Des entrepreneurs majoritairement sénégalais et expérimentés
L’enquête révèle par ailleurs le profil des dirigeants d’entreprises. La grande majorité d’entre eux sont de nationalité sénégalaise, avec 95,7 % des chefs d’entreprise, contre seulement 4,3 % d’étrangers.
La tranche d’âge dominante se situe entre 35 et 64 ans, qui regroupe plus de 60 % des propriétaires ou dirigeants d’entreprises. Les jeunes entrepreneurs de moins de 35 ans restent quant à eux minoritaires, ce qui reflète les difficultés d’accès à l’entrepreneuriat pour cette catégorie de la population.
L’étude met aussi en évidence un déséquilibre entre les sexes : les entreprises dirigées par des hommes représentent 72,7 %, contre 27,3 % pour celles dirigées par des femmes.
Si la création d’entreprises est dynamique, leur pérennité demeure un défi majeur. L’enquête montre qu’une part importante des entreprises disparaît dans les premières années d’existence.
Après cinq ans d’activité, plus de la moitié des entreprises ont cessé leurs activités, ce qui illustre la fragilité du tissu entrepreneurial national.
Plusieurs facteurs expliquent ces difficultés : contraintes financières, problèmes de gestion ou environnement économique instable. Le taux global de fermeture atteint environ 27,4 %, selon les données de l’étude.
Des disparités régionales importantes
La pandémie de Covid-19 a également aggravé la situation. La concentration des fermetures entre 2019 et 2021, avec un pic en 2020, coïncide avec la période de fortes perturbations économiques provoquées par la crise sanitaire mondiale.
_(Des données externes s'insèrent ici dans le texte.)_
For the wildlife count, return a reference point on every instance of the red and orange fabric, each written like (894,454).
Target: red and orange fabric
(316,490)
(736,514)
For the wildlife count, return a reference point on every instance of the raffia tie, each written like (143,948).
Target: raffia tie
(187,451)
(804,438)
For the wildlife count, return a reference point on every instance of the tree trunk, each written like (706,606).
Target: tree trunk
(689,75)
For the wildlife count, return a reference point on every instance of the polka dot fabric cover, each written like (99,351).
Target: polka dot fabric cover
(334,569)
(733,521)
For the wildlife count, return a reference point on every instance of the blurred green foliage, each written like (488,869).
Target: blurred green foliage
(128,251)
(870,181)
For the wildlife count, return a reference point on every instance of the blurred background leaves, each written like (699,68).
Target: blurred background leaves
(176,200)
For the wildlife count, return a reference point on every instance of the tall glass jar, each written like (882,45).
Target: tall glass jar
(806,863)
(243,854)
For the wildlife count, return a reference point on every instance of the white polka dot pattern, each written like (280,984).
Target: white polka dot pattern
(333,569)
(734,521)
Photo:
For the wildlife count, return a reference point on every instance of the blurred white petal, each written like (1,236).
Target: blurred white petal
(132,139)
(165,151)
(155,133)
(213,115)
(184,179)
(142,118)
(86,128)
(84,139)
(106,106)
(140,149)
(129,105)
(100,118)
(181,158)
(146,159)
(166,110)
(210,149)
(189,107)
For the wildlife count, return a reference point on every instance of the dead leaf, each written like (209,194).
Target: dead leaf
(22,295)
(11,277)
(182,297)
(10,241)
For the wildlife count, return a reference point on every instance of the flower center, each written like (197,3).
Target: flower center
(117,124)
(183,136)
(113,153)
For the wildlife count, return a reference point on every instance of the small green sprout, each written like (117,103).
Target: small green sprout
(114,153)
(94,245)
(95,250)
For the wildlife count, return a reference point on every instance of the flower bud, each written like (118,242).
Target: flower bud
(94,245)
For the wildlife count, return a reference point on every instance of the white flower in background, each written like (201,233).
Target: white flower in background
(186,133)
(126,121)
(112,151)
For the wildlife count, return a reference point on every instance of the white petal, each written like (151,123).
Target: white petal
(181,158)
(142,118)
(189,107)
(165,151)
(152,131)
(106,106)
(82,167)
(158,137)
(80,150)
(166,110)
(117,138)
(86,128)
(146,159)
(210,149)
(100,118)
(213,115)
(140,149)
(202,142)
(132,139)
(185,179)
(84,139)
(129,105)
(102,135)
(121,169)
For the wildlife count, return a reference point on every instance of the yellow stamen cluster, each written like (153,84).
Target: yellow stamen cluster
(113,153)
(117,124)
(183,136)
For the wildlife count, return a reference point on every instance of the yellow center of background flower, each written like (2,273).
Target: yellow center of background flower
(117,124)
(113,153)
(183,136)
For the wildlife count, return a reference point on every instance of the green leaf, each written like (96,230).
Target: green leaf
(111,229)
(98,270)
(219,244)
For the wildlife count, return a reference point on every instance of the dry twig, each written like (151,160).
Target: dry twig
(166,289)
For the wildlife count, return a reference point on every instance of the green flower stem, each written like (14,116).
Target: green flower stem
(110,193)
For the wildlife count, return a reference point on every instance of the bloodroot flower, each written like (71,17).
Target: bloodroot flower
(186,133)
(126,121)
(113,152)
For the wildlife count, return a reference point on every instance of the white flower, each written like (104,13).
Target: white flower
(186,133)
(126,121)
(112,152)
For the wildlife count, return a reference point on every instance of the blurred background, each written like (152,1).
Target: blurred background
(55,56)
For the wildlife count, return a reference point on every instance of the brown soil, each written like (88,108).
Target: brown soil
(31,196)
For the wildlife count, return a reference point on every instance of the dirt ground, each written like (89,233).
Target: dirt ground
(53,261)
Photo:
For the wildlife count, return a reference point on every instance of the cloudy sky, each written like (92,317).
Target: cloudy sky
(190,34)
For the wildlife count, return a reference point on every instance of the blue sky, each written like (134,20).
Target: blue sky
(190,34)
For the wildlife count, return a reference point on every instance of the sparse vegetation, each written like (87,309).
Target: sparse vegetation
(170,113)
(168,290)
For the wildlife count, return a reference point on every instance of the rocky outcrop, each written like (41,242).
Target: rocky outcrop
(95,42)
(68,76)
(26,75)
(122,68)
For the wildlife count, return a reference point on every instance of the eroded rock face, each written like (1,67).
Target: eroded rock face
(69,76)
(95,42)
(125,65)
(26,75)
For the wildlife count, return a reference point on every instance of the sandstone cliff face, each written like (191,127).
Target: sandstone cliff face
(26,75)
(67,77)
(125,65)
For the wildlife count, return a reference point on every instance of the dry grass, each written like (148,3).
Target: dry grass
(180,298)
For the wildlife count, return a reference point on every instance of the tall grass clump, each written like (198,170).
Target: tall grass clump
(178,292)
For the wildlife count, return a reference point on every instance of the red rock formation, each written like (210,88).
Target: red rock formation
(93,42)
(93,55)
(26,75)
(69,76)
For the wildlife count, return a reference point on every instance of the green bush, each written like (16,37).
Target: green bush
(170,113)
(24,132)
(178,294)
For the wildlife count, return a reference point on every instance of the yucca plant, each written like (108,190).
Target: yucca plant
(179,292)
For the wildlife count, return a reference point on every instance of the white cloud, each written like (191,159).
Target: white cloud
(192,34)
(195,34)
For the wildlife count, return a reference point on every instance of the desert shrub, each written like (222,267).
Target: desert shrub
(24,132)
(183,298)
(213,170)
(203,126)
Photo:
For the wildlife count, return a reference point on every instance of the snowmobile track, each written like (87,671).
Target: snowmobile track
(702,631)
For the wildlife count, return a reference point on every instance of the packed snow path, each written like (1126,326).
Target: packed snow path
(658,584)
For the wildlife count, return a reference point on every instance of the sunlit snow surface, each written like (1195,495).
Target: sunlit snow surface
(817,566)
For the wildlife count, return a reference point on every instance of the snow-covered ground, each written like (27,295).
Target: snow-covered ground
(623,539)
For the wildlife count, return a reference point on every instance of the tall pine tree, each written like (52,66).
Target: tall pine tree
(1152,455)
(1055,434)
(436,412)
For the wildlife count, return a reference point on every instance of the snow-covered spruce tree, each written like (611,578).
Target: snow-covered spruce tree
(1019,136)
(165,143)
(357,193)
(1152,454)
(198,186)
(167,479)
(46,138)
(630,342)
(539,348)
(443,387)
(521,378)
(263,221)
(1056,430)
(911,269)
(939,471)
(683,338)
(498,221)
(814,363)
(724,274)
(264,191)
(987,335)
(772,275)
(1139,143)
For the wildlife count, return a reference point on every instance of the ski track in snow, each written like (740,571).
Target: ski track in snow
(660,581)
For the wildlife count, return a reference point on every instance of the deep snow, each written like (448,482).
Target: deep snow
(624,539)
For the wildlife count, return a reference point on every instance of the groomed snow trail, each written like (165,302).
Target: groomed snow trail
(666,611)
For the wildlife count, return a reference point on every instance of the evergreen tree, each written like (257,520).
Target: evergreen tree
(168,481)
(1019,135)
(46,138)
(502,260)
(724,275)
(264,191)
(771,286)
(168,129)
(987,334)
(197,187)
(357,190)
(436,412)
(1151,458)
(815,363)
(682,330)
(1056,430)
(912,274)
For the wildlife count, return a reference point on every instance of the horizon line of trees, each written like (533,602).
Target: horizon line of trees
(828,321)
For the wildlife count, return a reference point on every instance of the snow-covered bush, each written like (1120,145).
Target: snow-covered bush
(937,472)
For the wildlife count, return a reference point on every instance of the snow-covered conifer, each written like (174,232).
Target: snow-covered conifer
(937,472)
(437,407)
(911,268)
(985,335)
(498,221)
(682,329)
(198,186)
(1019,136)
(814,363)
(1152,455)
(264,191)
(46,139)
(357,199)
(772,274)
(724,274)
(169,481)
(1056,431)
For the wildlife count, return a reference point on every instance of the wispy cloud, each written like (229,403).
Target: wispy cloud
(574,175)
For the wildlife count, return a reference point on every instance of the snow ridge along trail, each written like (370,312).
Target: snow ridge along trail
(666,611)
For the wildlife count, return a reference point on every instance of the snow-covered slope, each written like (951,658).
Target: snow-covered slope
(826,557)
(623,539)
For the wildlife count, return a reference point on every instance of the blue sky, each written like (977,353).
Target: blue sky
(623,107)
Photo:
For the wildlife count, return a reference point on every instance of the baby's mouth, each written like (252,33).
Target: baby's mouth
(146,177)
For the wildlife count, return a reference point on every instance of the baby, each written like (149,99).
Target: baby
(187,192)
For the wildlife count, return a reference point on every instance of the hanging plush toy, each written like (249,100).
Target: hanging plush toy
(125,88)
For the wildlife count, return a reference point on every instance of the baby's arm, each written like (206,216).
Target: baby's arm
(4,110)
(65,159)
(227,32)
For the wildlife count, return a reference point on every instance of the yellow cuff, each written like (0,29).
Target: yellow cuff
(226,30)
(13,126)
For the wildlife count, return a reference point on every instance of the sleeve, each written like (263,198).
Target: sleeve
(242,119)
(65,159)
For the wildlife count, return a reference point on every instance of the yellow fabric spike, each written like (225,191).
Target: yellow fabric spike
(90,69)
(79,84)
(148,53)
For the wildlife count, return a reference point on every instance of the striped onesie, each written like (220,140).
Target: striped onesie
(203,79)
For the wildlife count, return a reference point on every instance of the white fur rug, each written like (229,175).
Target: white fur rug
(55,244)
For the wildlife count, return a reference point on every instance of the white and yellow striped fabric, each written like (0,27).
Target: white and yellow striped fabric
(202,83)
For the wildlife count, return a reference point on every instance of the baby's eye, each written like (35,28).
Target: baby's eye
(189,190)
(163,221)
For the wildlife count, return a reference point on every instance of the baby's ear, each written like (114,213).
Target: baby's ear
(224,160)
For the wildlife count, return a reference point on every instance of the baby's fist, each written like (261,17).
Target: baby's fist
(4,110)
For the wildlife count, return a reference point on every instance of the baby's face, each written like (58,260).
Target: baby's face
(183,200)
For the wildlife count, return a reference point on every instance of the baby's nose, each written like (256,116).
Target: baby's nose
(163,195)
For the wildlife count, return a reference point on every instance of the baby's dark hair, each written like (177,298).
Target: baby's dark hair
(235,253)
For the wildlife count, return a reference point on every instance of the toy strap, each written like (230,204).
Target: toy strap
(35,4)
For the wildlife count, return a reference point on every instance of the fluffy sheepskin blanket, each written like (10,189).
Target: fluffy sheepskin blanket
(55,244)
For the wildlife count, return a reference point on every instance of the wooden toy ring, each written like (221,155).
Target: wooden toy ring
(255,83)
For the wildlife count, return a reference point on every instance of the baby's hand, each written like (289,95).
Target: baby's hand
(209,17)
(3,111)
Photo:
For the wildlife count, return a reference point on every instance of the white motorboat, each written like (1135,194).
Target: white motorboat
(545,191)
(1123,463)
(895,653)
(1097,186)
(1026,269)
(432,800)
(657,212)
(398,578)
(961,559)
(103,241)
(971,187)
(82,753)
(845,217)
L’enquête a couvert l’ensemble du territoire sénégalais, avec un échantillon de 4 864 entreprises réparties dans les 14 régions du pays.
Les régions économiquement les plus dynamiques, comme Dakar et Thiès, concentrent logiquement la majorité des entreprises. Mais paradoxalement, ce sont aussi celles où les taux de fermeture sont les plus élevés, signe d’une concurrence économique intense et d’un environnement entrepreneurial exigeant.
Les défis de l’environnement des affaires
Au-delà du diagnostic, l’étude souligne plusieurs leviers pour renforcer la résilience du tissu productif sénégalais. L’amélioration de l’environnement des affaires, l’accès au financement et la mutualisation des initiatives entrepreneuriales apparaissent comme des priorités pour soutenir durablement la croissance des entreprises.
La promotion de la production nationale et l’accompagnement des entrepreneurs, notamment des jeunes et des femmes, sont également identifiés comme des axes stratégiques pour consolider le secteur privé et stimuler une croissance économique plus inclusive.
Au final, l’ENDES met en lumière un paradoxe caractéristique de nombreuses économies africaines : une forte vitalité entrepreneuriale, mais une fragilité structurelle qui limite la pérennité des entreprises.
Pour les autorités sénégalaises, l’enjeu consiste désormais à transformer cette dynamique de création en un véritable moteur de développement durable, capable de générer davantage d’emplois, de valeur ajoutée et d’innovation.